Namun demikian, ia menilai regulasi saja tidak cukup. Keberhasilan implementasi PP TUNAS sangat bergantung pada keterlibatan orang tua, guru, sekolah, serta masyarakat dalam mendampingi anak menggunakan teknologi secara sehat.

“Teknologi tidak pernah bisa menggantikan peran orang tua dan guru. Regulasi juga tidak akan efektif tanpa keterlibatan keluarga dan lingkungan pendidikan,” tegasnya.

Meutya juga meminta para guru terus mengajarkan etika digital, membiasakan peserta didik menjaga data pribadi, mengenali tanda-tanda bahaya di internet, serta membangun budaya komunikasi yang terbuka dengan orang tua dan sekolah.

Menurutnya, apabila implementasi PP TUNAS berjalan secara konsisten, Indonesia berpeluang menjadi rujukan dunia dalam membangun tata kelola perlindungan anak di ruang digital.

Pelaksanaan Forum Sahabat TUNAS merupakan bagian dari upaya Kemkomdigi memperkuat literasi digital sekaligus mengakselerasi implementasi PP TUNAS yang mulai berlaku sejak 28 Maret 2026. Pemerintah berharap kolaborasi antara guru, keluarga, platform digital, dan masyarakat dapat menciptakan ruang digital yang lebih aman bagi seluruh anak Indonesia.
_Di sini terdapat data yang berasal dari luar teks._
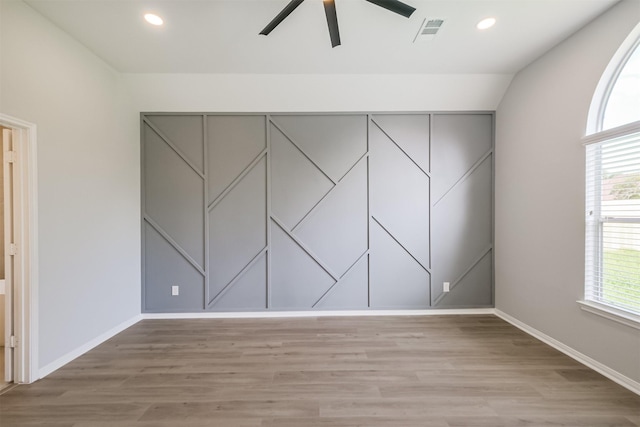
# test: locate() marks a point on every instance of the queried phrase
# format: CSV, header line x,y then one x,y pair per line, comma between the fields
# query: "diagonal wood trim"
x,y
173,147
174,244
475,262
466,175
305,248
237,277
373,120
301,150
313,209
340,280
401,245
236,180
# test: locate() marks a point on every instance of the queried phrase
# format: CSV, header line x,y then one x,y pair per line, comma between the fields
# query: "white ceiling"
x,y
221,36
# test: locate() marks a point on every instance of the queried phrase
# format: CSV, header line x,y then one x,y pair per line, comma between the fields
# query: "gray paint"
x,y
462,210
328,212
540,191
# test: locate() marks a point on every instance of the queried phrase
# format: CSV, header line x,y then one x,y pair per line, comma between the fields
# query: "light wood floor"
x,y
440,371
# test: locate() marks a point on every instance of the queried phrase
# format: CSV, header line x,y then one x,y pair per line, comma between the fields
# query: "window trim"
x,y
605,310
611,313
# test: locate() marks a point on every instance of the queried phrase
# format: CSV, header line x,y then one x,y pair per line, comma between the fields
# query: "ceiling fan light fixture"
x,y
486,23
153,19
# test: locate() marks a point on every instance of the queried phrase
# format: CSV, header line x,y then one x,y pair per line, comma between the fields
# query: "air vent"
x,y
429,29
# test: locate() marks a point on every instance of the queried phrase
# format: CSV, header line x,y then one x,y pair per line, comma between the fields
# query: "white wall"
x,y
540,193
88,180
311,93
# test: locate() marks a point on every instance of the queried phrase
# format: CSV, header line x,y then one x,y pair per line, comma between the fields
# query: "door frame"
x,y
25,286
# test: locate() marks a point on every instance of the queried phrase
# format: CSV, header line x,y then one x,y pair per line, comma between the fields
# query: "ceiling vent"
x,y
429,28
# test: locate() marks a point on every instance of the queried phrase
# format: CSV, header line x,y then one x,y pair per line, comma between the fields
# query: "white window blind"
x,y
613,221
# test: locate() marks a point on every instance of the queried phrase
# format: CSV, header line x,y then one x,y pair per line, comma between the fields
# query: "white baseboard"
x,y
346,313
61,361
613,375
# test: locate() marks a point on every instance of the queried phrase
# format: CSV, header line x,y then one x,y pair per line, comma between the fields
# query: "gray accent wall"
x,y
254,212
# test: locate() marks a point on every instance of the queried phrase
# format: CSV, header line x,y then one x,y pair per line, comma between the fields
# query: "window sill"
x,y
611,313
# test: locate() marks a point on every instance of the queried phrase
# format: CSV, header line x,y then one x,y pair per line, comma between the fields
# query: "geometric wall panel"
x,y
400,195
173,195
297,184
351,292
185,132
337,229
397,280
249,292
410,132
165,267
460,140
298,281
317,211
232,143
237,229
333,142
464,234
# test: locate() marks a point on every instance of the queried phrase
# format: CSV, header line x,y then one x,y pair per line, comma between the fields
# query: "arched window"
x,y
612,255
622,105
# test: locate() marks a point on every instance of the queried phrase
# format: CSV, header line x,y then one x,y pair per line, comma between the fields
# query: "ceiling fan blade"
x,y
332,21
395,6
281,16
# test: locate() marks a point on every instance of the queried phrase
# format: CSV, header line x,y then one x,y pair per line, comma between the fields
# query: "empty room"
x,y
288,213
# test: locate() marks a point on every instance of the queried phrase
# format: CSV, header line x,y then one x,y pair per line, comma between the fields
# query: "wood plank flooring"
x,y
431,371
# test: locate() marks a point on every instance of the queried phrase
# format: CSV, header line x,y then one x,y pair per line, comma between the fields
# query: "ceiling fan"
x,y
395,6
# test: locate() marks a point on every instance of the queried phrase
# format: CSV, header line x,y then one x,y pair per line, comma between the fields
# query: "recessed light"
x,y
153,19
486,23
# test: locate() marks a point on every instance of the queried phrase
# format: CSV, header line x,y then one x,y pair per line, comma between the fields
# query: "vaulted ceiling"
x,y
222,36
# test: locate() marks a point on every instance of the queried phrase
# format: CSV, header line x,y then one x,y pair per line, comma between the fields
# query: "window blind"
x,y
613,222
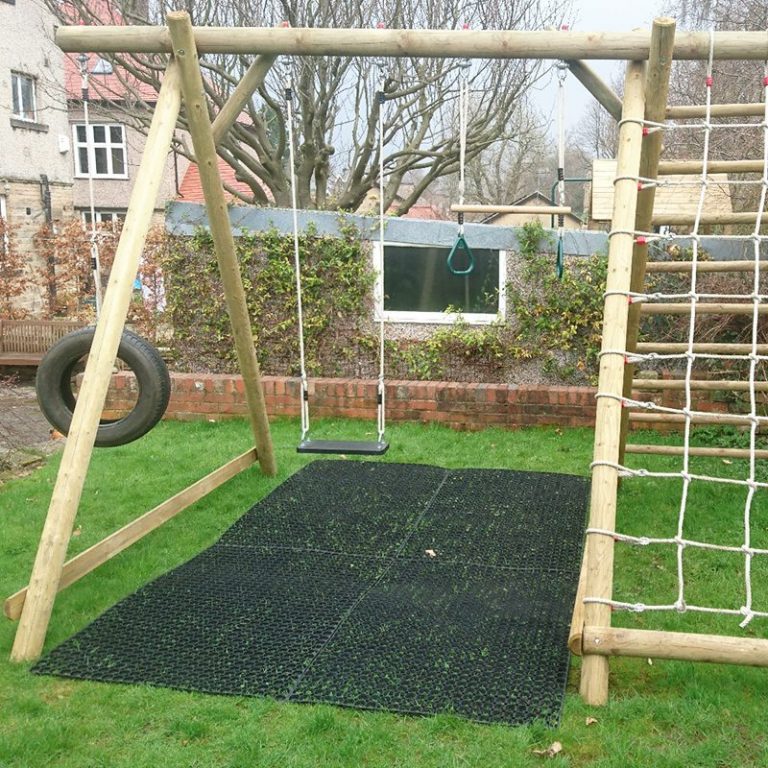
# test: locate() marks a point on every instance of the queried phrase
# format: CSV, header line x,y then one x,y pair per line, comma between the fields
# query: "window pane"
x,y
16,97
118,160
419,280
82,154
101,161
28,97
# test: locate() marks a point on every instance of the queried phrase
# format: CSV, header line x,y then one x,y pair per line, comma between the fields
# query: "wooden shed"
x,y
673,199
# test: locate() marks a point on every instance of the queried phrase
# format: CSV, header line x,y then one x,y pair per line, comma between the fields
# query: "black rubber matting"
x,y
398,587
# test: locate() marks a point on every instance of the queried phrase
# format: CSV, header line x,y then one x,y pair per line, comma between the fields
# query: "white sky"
x,y
596,15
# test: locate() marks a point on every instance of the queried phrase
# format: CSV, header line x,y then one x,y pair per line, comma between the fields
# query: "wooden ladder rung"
x,y
735,217
695,167
679,308
679,418
673,348
679,450
703,266
690,111
547,210
707,384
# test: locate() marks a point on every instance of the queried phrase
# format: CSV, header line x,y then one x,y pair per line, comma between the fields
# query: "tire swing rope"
x,y
461,245
53,383
56,396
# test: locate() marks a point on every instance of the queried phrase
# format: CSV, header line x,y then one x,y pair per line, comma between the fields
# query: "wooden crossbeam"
x,y
685,646
107,548
421,43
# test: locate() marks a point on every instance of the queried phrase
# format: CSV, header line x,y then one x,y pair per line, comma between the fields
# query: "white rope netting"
x,y
689,355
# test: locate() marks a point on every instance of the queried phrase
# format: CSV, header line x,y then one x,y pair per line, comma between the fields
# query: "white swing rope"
x,y
288,93
747,611
379,299
82,61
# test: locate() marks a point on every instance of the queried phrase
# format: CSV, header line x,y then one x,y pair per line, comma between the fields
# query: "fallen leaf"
x,y
555,748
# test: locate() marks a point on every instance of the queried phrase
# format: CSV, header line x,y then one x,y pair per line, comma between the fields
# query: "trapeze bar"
x,y
427,43
615,641
547,210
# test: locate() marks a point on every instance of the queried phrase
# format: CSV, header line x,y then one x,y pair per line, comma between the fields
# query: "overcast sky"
x,y
596,15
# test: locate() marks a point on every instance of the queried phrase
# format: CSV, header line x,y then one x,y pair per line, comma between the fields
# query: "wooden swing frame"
x,y
650,57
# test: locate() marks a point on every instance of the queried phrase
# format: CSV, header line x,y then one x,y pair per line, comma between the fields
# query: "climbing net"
x,y
688,354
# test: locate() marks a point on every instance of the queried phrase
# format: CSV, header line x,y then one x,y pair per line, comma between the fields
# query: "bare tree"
x,y
335,103
733,82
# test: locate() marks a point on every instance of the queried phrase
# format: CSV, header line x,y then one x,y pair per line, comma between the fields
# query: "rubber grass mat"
x,y
397,587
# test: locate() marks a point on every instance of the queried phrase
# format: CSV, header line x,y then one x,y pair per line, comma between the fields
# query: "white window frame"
x,y
103,215
439,318
16,90
91,146
6,242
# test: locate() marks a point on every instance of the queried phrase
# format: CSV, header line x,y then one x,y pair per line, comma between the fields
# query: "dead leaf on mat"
x,y
555,748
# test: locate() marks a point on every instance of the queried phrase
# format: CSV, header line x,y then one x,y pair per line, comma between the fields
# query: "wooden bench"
x,y
24,342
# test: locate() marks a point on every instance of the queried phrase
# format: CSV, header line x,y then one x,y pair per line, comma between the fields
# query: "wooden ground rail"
x,y
25,342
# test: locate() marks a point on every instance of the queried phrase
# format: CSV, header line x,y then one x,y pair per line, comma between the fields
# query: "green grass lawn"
x,y
660,714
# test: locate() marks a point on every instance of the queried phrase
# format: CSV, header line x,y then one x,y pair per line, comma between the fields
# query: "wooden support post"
x,y
695,167
718,649
252,80
57,531
180,28
121,539
548,210
602,92
689,112
656,93
421,43
599,572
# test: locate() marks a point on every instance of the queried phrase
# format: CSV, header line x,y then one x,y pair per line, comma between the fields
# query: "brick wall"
x,y
459,405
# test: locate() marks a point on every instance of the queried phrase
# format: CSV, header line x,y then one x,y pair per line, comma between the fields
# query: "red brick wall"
x,y
462,406
459,405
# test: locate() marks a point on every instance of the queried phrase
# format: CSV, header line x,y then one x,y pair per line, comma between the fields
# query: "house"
x,y
109,149
36,165
673,199
571,221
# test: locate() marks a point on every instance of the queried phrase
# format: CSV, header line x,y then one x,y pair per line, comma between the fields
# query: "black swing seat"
x,y
354,447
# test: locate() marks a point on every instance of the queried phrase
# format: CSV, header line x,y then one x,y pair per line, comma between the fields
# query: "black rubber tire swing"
x,y
57,400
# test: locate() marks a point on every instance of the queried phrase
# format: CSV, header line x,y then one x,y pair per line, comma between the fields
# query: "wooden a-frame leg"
x,y
185,52
52,550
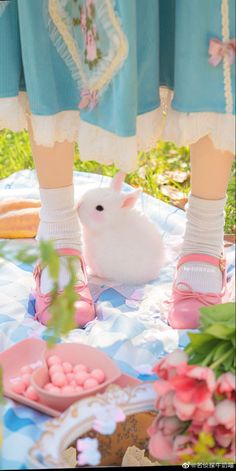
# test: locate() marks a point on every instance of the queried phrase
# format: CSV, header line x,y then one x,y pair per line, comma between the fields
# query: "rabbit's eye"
x,y
99,207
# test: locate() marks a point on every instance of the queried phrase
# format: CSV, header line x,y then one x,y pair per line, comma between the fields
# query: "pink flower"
x,y
193,384
91,47
183,444
226,385
190,411
162,433
161,447
83,19
89,5
166,368
225,414
222,424
223,436
165,404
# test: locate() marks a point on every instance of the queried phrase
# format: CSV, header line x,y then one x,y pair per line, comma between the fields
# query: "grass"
x,y
164,172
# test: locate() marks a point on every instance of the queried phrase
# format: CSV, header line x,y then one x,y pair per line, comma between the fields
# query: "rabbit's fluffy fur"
x,y
120,243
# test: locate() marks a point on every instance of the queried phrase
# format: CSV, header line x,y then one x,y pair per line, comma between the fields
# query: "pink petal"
x,y
161,447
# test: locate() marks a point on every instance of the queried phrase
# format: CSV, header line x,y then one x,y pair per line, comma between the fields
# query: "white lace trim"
x,y
65,44
187,128
3,6
105,147
226,64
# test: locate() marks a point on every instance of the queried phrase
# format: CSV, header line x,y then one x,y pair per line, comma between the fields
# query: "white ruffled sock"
x,y
59,222
204,235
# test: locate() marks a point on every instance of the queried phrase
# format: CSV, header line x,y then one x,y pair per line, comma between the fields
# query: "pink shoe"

Penguatan perlindungan anak di ruang digital juga sejalan dengan Asta Cita Presiden Prabowo Subianto dan Wakil Presiden Gibran Rakabuming Raka, khususnya dalam membangun sumber daya manusia unggul, memperkuat karakter generasi muda, meningkatkan literasi digital masyarakat, serta mewujudkan transformasi digital yang aman, inklusif, dan berorientasi pada kepentingan terbaik anak menuju Indonesia Emas 2045.